I wrote – and am trying to sell very soon – a BBC3 science fiction/fantasy pilot. I’m happy with the work so far. It needs another few drafts before the Writersroom can see it. It has action, drama, evil monsters, and a kick-ass murder in a bathroom. I hope one day you get to see it live.

I wrote – and need to rewrite – a BBC1 serial killer thriller. It’s got good characters, an fascinating central drama, and a killer twist that I just love and is the reason I want it to be made. So viewers up and down the land can have the pleasure of scraping their jaws up off the living room carpet come the end of episode 5.

I wrote – and need to rewrite – a film script. A British film, about a indiscretion by one teenager that rips apart his life, and his family’s life. It asks questions about crime and punishment in the twenty-first century, and has a very tender love story at its heart.

I am still writing the literary novel – and have been for some years now. It’s still without a title. But I know how it ends now. You better have the tissues ready.

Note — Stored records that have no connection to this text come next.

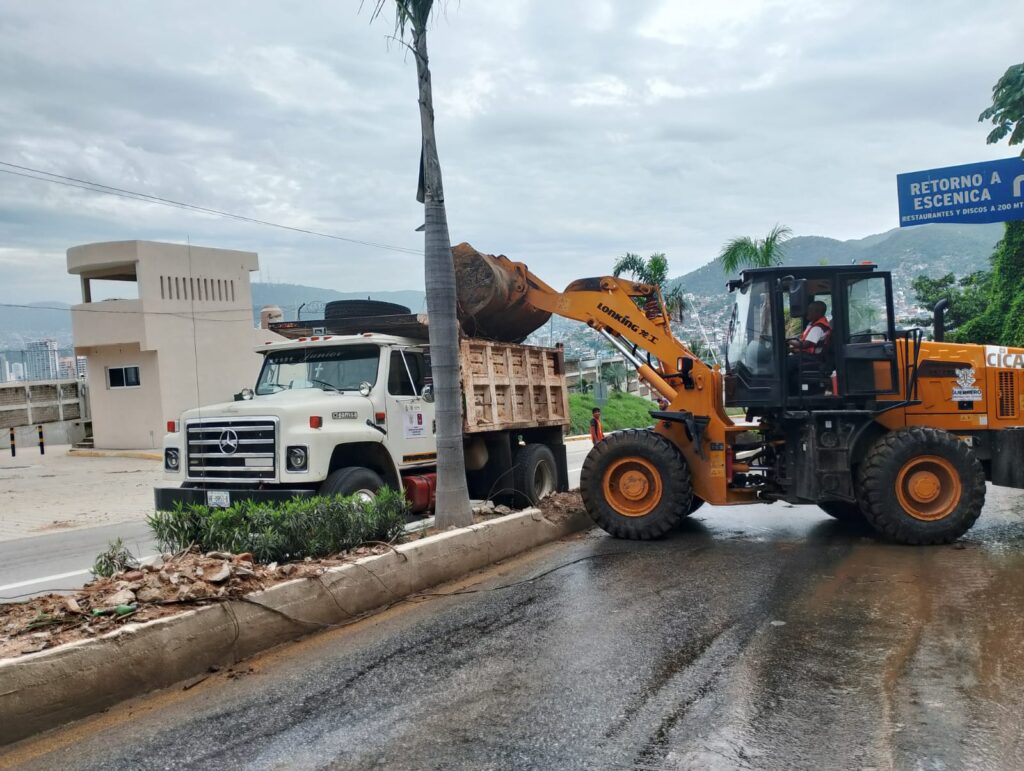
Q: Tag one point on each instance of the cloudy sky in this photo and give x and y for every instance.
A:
(569, 130)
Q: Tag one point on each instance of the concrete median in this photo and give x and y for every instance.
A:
(43, 690)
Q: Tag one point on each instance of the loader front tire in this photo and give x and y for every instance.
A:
(921, 485)
(636, 484)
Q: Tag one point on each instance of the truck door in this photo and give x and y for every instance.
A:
(866, 351)
(410, 418)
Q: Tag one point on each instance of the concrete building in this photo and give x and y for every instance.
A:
(183, 338)
(41, 360)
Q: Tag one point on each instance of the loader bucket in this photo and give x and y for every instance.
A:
(492, 297)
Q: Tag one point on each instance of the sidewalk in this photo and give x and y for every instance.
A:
(55, 493)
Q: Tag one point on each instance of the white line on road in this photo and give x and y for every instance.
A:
(59, 576)
(55, 576)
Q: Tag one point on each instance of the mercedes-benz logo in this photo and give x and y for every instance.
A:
(228, 441)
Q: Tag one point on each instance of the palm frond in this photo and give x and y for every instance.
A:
(737, 253)
(633, 264)
(771, 248)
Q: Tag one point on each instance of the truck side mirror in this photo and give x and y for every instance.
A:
(797, 288)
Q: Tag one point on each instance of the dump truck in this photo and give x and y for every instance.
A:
(345, 407)
(876, 423)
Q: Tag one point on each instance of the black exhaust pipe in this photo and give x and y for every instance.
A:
(939, 320)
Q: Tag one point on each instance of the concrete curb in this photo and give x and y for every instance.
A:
(47, 689)
(137, 454)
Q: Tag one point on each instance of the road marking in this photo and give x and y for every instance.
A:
(56, 576)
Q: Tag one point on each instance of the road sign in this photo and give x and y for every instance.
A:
(988, 191)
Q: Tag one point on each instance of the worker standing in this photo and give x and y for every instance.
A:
(596, 429)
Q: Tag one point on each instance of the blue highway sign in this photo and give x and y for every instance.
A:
(988, 191)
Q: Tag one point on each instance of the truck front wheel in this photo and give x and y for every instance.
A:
(352, 480)
(536, 474)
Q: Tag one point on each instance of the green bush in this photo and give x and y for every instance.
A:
(621, 411)
(282, 531)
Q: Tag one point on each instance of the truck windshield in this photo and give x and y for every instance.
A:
(751, 336)
(342, 369)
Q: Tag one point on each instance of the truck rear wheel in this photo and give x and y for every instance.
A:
(636, 484)
(922, 485)
(535, 474)
(352, 480)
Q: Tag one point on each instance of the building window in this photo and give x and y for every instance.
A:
(123, 377)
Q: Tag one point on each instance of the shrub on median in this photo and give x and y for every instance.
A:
(286, 530)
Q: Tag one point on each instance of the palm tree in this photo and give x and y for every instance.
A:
(653, 270)
(453, 508)
(747, 252)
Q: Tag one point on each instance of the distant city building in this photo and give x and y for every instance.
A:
(41, 360)
(69, 368)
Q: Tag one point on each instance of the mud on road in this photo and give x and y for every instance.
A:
(756, 637)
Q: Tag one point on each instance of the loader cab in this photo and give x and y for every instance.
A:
(769, 363)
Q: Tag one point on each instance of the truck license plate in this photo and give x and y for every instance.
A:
(218, 499)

I have written a shaky first draft of another novel – a commercial thriller set in the States, which has chases, gunfights, and a diverse cast of characters trekking through wilderness. It gets bloody. People die. When I get around to rewriting it, I hope I can sell it.

So what hasn’t changed?

I’m still single. I’m still living with family. I’m not getting any younger. I’m still going to far too many pub quizzes – I’m even hosting one again now.

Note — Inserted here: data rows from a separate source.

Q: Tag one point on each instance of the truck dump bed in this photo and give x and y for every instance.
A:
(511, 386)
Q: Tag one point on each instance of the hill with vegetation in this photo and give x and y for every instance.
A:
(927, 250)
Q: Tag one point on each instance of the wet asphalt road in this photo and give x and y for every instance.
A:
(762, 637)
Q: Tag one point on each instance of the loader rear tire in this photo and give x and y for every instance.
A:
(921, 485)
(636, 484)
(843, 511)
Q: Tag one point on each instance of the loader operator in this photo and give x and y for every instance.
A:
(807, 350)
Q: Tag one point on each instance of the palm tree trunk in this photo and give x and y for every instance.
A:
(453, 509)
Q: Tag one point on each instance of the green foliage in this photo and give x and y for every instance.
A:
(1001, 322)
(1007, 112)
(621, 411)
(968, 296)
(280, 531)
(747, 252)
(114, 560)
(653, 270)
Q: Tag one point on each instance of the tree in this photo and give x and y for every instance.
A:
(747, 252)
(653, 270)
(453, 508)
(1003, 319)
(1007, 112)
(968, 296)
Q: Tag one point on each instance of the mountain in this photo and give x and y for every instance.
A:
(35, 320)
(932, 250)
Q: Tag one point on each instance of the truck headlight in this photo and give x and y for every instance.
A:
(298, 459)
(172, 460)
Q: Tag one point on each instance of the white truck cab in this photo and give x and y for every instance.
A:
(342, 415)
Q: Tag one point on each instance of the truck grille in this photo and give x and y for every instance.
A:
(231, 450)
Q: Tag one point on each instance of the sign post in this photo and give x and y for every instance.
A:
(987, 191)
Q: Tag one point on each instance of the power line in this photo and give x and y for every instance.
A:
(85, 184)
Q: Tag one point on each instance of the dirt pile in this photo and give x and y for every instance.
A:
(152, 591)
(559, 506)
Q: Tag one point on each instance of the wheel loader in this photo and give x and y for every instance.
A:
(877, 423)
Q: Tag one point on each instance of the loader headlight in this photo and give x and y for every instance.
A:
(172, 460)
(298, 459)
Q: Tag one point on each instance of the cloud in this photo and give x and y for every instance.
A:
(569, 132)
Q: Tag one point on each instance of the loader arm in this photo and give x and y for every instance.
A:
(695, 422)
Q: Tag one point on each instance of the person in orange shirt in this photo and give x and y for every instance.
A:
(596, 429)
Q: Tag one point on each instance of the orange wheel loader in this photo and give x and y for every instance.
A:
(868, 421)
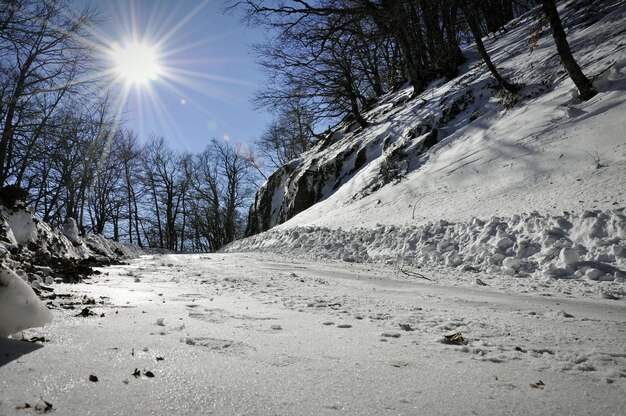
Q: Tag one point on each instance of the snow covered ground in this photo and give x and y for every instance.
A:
(263, 334)
(510, 231)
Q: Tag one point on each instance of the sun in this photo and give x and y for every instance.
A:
(136, 63)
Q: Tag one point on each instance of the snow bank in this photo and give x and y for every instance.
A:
(33, 254)
(20, 308)
(587, 245)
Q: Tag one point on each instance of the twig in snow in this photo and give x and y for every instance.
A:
(413, 274)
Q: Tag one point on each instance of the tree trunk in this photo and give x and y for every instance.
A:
(474, 26)
(585, 88)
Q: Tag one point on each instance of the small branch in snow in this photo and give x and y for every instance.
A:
(413, 274)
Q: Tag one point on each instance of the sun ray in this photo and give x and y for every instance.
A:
(165, 38)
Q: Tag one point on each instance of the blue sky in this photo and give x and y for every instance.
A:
(208, 74)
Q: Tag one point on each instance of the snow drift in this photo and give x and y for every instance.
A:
(33, 255)
(468, 177)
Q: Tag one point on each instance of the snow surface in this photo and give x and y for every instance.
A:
(535, 190)
(260, 334)
(20, 308)
(510, 231)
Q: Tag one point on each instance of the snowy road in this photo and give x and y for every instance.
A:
(253, 334)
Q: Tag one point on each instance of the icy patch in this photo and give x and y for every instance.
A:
(19, 306)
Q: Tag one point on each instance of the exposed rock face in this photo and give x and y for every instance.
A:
(401, 131)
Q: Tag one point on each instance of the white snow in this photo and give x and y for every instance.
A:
(510, 231)
(261, 334)
(20, 308)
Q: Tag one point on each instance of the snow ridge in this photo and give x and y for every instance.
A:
(586, 245)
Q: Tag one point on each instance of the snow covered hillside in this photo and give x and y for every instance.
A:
(466, 176)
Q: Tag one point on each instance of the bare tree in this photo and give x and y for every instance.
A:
(42, 59)
(584, 85)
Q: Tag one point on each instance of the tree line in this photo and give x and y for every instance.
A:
(330, 59)
(63, 145)
(62, 142)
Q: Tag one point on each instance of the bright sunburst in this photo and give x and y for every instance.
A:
(136, 63)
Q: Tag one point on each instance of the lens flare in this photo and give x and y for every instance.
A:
(136, 63)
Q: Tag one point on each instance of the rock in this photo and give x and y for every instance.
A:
(593, 274)
(569, 256)
(70, 230)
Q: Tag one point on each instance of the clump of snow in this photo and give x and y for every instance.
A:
(70, 230)
(20, 308)
(585, 245)
(22, 225)
(29, 249)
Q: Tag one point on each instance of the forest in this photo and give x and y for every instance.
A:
(65, 149)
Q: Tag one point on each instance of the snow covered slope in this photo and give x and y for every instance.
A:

What are you promising me?

That I will sell something. I will earn hard-earned cash for my writing. Hopefully the BBC3 pilot and the literary novel and the radio play… I try not to ask for too much, but for these three things I must.

My final promise, dear blog, is to not leave you for so long. Perhaps, who knows, I may even be back tomorrow.

Friday, 20 May 2011

One Day (2009) David Nicholls


One Day (2009)

David Nicholls


David Nicholls first came to my attention through the film adaptation of his first novel, Starter for Ten. I always meant to read that novel, when memories of the film had faded a little. Then I heard, in early 2010, about his new novel, One Day. It seemed everybody was talking about it: book groups, TV shows, bloggers, journalists. I read the blurb. Not for me, I thought: chick-lit, too soapy most likely. I think I was partly envious as well – might I not want to write this sort of thing? I dismissed it as something I would never read.

Skip forward to March 2011 and I was sitting in a writing group, talking with a young woman about books we loved. She declared One Day the “best novel I’ve ever read.” I’d been hearing this praise from women a lot. What was it about this novel that hooked readers so quickly and profoundly? I fired it up on my Kindle and set out to discover its secrets.

One Day tells the story of Emma Morley and Dexter Mayhew, students when we first meet them, on their last night in Edinburgh. They are, we soon learn, perfect for each other – but it will take them fifteen years to finally get there. It charts their relationship over one day each year, the same day, St Swithin’s Day.

The format initially seems distancing: how will we care about a character when we get such short fragmented insights into their lives? Somehow David Nicholls does it, and does it effortlessly. His prose appears basic – no fancy literary flourishes – but the prose hides depths. One Day becomes a wonderful testament to friendship and to love, but it also swims down deeper, and meditates upon loneliness, failure, parenthood. It is a novel that encompasses life, and it is that quality that makes it great. For One Day is a great novel, it is certain to become a contemporary classic, and it would not surprise me to see it on bookshelves a hundred years from now, on another St Swithin’s Day.